In isolating the effects of advanced snowmelt across a large area, our study did not attempt to incorporate multiple aspects of climate change. In particular, we note that our study did not address increases in temperature that are predicted to occur with climate change (Diaz et al. 2003). Warming impacts vegetative and reproductive phenology differently (Collins et al. 2021) and shortens flowering duration in tundra systems (Prevéy et al. 2019), and direct warming would likely have further accelerated snowmelt and altered our findings. In addition, we focused here on community-level visitation rates, rather than examining whether the composition of insect visitors differed between control and advanced snowmelt plots. Given that shifts in flowering phenology are known to alter the relative frequencies of interaction with different pollinators, affecting reproductive output (Rafferty and Ives 2012), such analyses would be valuable.
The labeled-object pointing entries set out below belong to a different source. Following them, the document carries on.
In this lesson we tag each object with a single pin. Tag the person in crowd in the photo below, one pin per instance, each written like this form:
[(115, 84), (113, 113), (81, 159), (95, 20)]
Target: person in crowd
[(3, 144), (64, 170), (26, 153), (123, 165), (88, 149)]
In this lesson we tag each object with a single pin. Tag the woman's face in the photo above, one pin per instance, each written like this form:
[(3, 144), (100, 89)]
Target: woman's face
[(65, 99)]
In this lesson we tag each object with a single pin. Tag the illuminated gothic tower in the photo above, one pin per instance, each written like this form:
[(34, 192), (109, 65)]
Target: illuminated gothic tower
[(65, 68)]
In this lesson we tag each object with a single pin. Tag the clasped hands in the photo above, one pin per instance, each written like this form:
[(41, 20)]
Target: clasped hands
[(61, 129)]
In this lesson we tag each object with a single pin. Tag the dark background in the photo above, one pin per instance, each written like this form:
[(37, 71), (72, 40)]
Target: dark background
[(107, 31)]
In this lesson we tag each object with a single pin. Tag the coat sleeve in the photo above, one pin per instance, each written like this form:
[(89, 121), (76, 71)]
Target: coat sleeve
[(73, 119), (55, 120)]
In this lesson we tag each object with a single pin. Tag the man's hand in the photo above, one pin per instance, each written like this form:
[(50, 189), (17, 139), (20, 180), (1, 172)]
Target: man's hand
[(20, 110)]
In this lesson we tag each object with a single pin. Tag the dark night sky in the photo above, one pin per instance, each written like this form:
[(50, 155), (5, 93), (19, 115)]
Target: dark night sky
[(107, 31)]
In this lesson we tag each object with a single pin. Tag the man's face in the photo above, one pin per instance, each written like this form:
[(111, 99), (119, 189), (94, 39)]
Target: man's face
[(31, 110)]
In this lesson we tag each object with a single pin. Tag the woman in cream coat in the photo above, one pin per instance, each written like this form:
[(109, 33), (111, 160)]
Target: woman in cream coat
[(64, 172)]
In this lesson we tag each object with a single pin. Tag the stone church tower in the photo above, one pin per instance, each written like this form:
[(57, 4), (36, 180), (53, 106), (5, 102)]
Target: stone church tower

Finally, we found that the site with earliest snowmelt experienced no effect of black-sand treatment on snowmelt timing, possibly due to its low total snow accumulation, suggesting that points on the landscape with less snow may respond differently to warming.

This study is the first to demonstrate that experimental advancement of snowmelt can fundamentally change the relationships among the biotic factors that influence plant-pollinator interactions. We provide evidence that under novel climate conditions, models fail to explain the rate of pollinator visitation, indicating that different variables, such as pollinator behavior and phenology, may be needed to predict plant-pollinator interaction rates in future climates. Further, our manipulation of snowmelt timing is, to our knowledge, the largest in extent that has been executed in an alpine system (Livensperger et al. 2006; Steltzer et al. 2009; Wipf et al. 2009; Cornelius et al. 2013; Petraglia et al. 2014; Sherwood et al. 2017; Frei and Henry 2021). By experimentally advancing snowmelt across this landscape, we gained novel insight into how climate change will differentially affect flowering phenology and alter mechanisms driving plant-pollinator interactions.